なお本項目では、東京仏学校を設立・運営した仏学会 (La Societe de Langue Francaise) およびその後身である日仏協会についても扱う。
概要・沿革
仏学会の創立

1886年(明治19年)4月、フランス学(仏学)を修めることができる「一ノ完全ナル仏学校ヲ東京ニ設立」[1]するため、仏学会 (La Societe de Langue Francaise) の創立が計画された。主唱者は次の7名。
辻新次(初代文部次官古市公威帝国大学工科大学初代学長)長田_太郎内務省参事官、明治天皇の通訳)山崎直胤(内務省初代県治局長)平山成信(大蔵大臣秘書官、後に枢密顧問官寺内正毅(陸軍大臣秘書官、陸軍中将、後に第18代内閣総理大臣栗塚省吾(司法大臣秘書官、後に大審院部長判事

仏学会の創立会員であり、初代会長に就任した文部次官辻新次。近代的教育制度の策定に尽力し、「明治教育界の元勲」と評された。
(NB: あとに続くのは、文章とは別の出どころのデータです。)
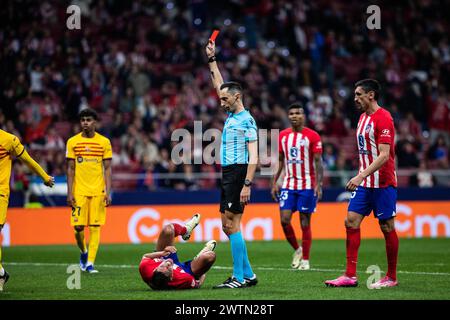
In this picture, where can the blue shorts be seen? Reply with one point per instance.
(186, 266)
(382, 201)
(302, 201)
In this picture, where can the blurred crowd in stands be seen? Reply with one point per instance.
(142, 66)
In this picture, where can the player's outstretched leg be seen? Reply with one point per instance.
(349, 279)
(3, 278)
(94, 242)
(190, 226)
(289, 233)
(204, 260)
(306, 240)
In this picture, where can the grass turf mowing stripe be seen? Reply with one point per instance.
(125, 266)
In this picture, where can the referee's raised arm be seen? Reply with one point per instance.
(216, 77)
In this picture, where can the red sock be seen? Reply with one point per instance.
(391, 253)
(353, 242)
(306, 241)
(179, 229)
(289, 233)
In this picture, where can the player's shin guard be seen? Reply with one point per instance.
(289, 233)
(306, 241)
(94, 241)
(248, 271)
(237, 251)
(392, 244)
(81, 242)
(353, 242)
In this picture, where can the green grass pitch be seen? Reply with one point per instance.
(39, 272)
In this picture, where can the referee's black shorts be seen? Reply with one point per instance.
(233, 177)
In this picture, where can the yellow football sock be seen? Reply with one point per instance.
(94, 241)
(81, 242)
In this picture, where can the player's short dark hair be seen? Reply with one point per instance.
(159, 281)
(233, 87)
(369, 85)
(88, 113)
(296, 105)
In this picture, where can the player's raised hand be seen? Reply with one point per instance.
(275, 192)
(50, 182)
(170, 249)
(211, 49)
(354, 183)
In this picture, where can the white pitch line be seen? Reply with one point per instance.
(127, 266)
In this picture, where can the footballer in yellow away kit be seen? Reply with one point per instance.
(10, 146)
(89, 157)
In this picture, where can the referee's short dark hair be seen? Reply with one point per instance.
(88, 112)
(232, 86)
(369, 85)
(296, 105)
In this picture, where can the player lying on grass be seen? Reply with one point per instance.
(162, 269)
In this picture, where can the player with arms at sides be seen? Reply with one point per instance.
(162, 270)
(300, 153)
(89, 157)
(10, 147)
(239, 158)
(375, 186)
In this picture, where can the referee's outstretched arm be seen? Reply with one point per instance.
(216, 77)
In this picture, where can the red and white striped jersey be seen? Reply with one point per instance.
(299, 149)
(375, 129)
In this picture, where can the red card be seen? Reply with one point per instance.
(214, 35)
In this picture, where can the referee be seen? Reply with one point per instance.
(239, 157)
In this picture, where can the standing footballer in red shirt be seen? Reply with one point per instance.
(162, 269)
(375, 187)
(300, 151)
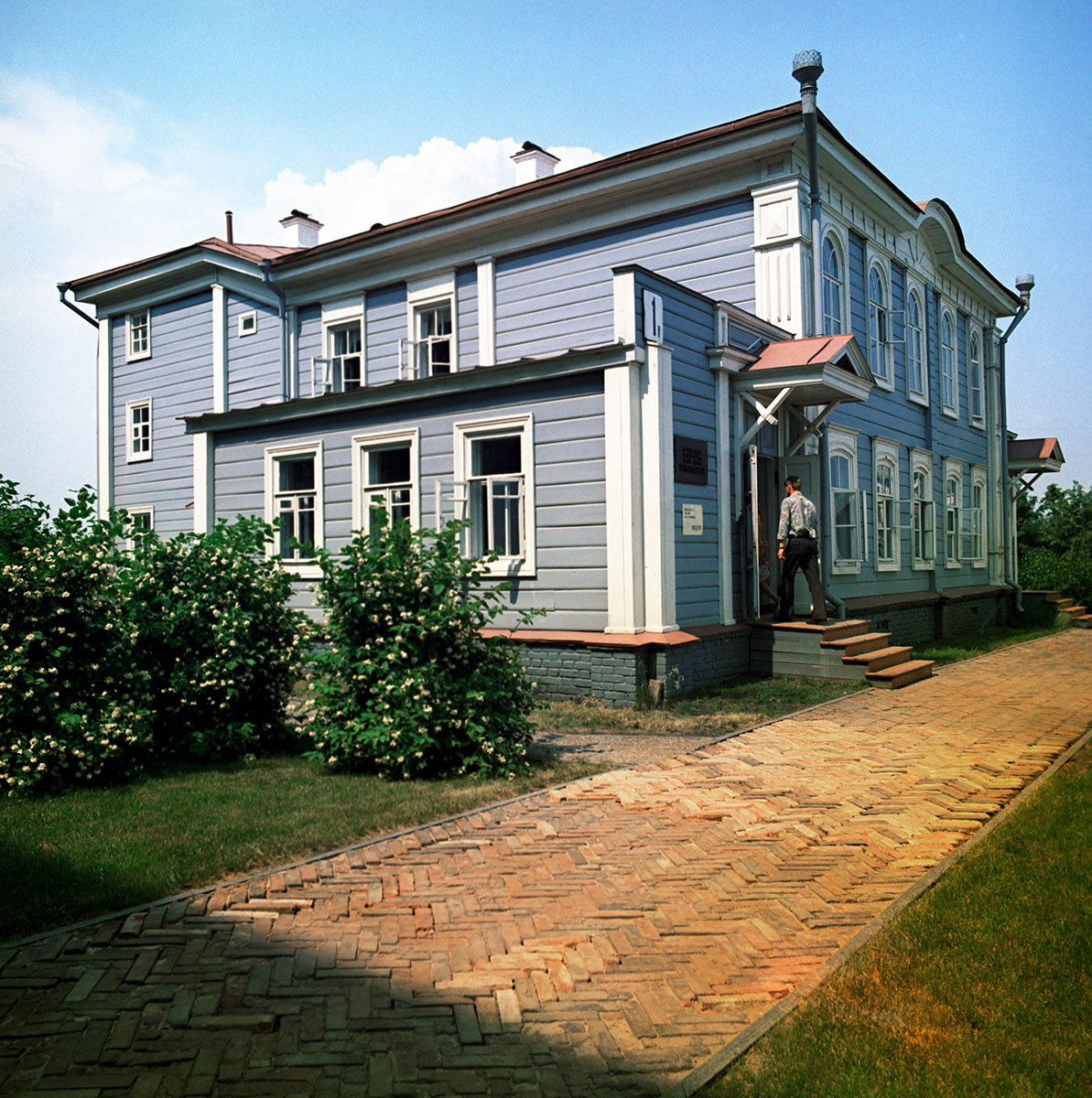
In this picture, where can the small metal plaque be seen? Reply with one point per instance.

仏学会創立会員で、帝国大学工科大学初代学長と東京仏学校初代校長を兼任した古市公威理化学研究所第2代所長。

東京仏学校設立のため辻新次や古市公威らと仏学会を組織し、創立会員となった寺内正毅。後の第18代内閣総理大臣、元帥陸軍大将。


同年5月、東京九段下の玉川堂にて、創立会員の集会を開催。主唱者の一人である辻新次を会長に選出した。

同年9月、大日本教育会事務所において、仏学会創立総会を開催。仏学会の発足が表明される。議事として、仏学会会則と東京仏学校校則の草案を議了。さらに理事員の任期などについて審議された。

同年10月14日、東京府知事宛に私立学校設立願を提出。同月23日には東京府庁から認可を得る。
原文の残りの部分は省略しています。